Successful ML, AI, and data science projects will require a robust infrastructure that will build, test, train, optimize, and maintain model accuracy. It starts with well-structured ML pipelines.
Discretion please.
It is undeniable that the use of data and, therefore, the need for businesses to democratize both data and platform will continue to grow massively in 2024. That said, as data and AI are increasingly in addition to being regulated, the control exercised over personal data and protection policies will increase. Excellent summary of what to expect in AI regulation for the next 12 months here.
BYODM: bring your own data mesh
Since its introduction by its creator Zhamak in 2019, the data mesh has been the subject of much debate and a fair share of skepticism. Four years later, several implementations and variations have emerged where companies have adopted the principles of the concept and applied them to their architecture. Decentralization, domain-driven design, IaaS, data as a product, and end-to-end federated governance are all key principles that organizations should embrace to create and foster a democratized, silo-free data environment. However, moving from a traditional monolithic structure to a comprehensive data mesh is not easy and requires significant cultural and organizational changes. That’s why incremental adoption that allows you to slowly introduce the concept and prove its value while aligning existing and future technology and business considerations is what we’ve seen most work done over the past couple of years.
Ultimately, it is essential to remember that Data Mesh is an architectural and organizational change, not a technological solution. I think the BYODM approach will prevail in 2024.
Data and AI Observability
I’m biased here. That said, it’s hard to argue against the arguments for data observability and AI in a world where every organization is thinking about the potential of LLMs.
“There is no AI strategy without a data strategy. The intelligence we all seek comes from data” Frank Slootman.
Over the past few years, data observability has become a key part of any modern organization’s data strategy. If you are new to the concept, I recommend starting here Or here. There is no denying that AI will also reshape the data observability space. The adoption of AI agents and the use of NLP will increase the level of automation and inclusiveness of platform solutions, which in turn will propel adoption. The concept of data observability, as we know it, will evolve to capture the observability potential of AI and cover more AI use cases.

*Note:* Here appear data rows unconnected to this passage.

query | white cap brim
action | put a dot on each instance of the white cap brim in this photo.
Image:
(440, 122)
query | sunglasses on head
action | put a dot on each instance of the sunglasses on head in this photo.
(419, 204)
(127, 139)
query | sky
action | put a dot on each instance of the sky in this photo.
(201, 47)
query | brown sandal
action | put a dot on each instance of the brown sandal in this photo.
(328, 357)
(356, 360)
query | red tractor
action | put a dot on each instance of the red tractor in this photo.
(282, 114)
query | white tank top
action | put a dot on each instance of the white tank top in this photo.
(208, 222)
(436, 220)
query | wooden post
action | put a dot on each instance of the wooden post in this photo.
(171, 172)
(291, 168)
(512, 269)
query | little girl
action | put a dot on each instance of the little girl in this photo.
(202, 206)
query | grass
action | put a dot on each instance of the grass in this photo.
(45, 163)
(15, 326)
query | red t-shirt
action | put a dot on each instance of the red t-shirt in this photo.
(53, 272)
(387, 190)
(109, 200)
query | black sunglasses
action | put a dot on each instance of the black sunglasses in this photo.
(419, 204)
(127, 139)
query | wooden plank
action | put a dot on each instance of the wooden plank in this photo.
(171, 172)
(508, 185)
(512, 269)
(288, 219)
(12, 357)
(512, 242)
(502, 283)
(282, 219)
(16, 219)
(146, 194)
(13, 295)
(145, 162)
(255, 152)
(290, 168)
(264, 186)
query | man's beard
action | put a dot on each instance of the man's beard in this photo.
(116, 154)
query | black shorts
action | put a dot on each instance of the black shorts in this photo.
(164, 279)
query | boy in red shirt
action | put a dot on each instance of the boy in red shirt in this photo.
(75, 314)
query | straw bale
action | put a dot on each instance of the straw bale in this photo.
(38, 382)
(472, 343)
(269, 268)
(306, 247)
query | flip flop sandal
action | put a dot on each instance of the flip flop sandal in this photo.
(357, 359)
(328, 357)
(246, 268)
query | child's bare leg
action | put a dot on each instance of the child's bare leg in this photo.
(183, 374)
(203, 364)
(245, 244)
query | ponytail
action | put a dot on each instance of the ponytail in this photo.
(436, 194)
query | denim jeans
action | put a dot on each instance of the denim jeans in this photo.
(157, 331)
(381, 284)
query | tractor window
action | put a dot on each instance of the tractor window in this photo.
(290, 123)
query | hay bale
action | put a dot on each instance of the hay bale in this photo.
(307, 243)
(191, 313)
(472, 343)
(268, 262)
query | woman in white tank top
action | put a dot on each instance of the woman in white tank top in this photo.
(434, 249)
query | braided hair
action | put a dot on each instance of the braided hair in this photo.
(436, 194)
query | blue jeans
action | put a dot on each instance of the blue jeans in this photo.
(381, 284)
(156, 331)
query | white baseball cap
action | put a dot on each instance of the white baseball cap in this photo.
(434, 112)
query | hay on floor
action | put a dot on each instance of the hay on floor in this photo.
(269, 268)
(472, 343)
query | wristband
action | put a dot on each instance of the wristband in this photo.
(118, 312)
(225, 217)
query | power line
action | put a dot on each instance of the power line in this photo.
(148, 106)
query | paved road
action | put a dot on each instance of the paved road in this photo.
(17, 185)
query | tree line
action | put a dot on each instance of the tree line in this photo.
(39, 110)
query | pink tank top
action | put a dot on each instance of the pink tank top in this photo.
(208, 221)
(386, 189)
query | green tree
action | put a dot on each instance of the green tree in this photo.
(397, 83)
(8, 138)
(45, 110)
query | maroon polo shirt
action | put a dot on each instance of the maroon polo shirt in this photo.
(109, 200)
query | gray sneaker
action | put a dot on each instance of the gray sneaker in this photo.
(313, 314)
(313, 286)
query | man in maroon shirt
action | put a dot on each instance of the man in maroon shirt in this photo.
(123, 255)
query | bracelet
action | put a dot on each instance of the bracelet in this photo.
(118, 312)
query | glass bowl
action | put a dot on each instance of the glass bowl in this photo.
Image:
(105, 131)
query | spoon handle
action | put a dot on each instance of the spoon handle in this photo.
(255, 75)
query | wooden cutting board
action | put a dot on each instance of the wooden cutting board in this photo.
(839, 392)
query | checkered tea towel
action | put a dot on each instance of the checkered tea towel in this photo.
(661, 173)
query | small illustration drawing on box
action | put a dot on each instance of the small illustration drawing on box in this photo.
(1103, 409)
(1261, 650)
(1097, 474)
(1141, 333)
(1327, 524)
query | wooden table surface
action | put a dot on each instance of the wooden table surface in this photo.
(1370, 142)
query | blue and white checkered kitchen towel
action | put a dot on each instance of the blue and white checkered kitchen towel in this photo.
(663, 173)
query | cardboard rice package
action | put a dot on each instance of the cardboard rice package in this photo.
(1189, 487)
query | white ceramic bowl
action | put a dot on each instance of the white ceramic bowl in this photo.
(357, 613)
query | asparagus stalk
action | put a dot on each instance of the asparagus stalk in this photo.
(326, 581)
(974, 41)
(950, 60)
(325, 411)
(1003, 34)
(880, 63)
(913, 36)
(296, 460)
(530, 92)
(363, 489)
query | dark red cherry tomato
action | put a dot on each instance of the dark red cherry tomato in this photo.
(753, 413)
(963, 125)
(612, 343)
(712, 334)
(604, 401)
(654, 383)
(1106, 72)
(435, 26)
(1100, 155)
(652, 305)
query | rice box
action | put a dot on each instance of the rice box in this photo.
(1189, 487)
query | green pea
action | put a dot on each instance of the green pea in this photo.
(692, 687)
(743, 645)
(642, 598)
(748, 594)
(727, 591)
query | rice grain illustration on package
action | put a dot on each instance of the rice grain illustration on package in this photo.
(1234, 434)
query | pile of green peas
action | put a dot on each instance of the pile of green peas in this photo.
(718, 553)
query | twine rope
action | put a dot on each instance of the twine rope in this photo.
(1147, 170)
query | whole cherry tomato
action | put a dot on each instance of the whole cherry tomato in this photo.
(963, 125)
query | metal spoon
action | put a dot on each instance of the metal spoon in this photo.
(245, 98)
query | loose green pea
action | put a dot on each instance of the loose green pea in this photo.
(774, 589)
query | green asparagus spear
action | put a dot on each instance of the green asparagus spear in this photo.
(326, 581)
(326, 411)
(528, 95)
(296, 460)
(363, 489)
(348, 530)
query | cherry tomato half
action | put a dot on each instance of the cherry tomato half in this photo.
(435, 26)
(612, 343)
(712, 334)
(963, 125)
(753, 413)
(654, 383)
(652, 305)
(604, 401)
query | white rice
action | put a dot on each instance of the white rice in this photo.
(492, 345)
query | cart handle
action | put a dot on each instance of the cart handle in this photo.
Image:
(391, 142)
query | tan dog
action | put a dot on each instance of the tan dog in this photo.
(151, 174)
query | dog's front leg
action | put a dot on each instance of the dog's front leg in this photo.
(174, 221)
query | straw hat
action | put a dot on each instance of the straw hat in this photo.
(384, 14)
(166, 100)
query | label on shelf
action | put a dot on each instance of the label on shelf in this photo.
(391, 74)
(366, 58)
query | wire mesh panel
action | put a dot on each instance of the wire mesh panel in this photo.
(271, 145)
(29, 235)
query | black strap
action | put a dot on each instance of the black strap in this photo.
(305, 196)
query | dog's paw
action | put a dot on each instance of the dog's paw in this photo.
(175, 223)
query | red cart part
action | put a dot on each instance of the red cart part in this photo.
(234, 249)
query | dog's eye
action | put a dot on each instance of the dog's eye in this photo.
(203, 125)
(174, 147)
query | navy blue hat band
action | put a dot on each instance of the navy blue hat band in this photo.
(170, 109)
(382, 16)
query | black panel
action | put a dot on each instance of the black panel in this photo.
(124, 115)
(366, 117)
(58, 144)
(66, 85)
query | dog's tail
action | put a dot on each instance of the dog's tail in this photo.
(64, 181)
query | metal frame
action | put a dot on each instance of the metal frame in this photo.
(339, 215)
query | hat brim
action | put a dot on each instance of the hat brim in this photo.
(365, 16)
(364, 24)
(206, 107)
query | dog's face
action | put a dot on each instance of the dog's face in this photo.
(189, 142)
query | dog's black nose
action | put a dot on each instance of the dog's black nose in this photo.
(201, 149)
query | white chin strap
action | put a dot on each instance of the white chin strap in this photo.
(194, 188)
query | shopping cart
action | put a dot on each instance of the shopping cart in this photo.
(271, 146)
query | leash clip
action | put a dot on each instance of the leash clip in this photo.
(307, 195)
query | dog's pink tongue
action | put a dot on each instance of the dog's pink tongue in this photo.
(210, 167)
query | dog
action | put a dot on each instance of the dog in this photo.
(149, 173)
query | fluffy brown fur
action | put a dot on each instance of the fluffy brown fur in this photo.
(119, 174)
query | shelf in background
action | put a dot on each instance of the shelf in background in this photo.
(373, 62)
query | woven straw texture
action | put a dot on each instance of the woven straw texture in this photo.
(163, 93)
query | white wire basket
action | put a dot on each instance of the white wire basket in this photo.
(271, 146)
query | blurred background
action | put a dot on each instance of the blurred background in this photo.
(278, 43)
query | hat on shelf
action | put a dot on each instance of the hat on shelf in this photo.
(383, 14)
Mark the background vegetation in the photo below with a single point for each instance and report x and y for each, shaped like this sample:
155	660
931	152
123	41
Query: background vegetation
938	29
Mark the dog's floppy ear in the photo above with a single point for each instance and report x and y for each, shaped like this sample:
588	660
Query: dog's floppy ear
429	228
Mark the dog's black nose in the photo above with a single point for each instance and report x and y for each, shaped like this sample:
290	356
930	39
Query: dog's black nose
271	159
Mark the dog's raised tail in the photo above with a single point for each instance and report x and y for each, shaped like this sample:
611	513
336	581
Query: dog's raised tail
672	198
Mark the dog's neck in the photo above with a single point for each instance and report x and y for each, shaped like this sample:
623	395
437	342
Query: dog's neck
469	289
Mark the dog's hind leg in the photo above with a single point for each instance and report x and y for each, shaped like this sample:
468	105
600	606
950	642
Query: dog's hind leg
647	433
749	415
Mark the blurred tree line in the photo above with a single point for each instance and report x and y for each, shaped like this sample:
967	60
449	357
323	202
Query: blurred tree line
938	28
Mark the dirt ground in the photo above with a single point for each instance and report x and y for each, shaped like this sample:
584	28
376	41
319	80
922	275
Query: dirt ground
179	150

Most solutions available on the market already cover some aspects of what will become data and AI observability. If you think of data science as a data consumption use case, monitoring the data that goes into training models is already covered by most frameworks. The future of data observability and AI will evolve to include insights into ML model behavior, outcomes, and performance. Similar to how data pipelines are covered today, data observability platforms will include actionable insights into ML pipelines to enable effective anomaly detection, root cause analysis and incident management and bring reliability and efficiency to the deployment of ML products.
Conclusion
2024 is a leap year, which means we have 366 opportunities to do more and create innovation with data. Although 2023 will forever be remembered as the year of the AI generation, it is in 2024 that we will begin to see organizations working towards data and AI maturity. But to do AI well, a well-thought-out data strategy is essential. The modern data stack is an ever-evolving space, and in 2024 we will see more innovations brought about and catalyzed by the growing adoption of AI. As businesses experiment more with AI in 2024, governance and observability will take center stage to ensure smooth and efficient deployments.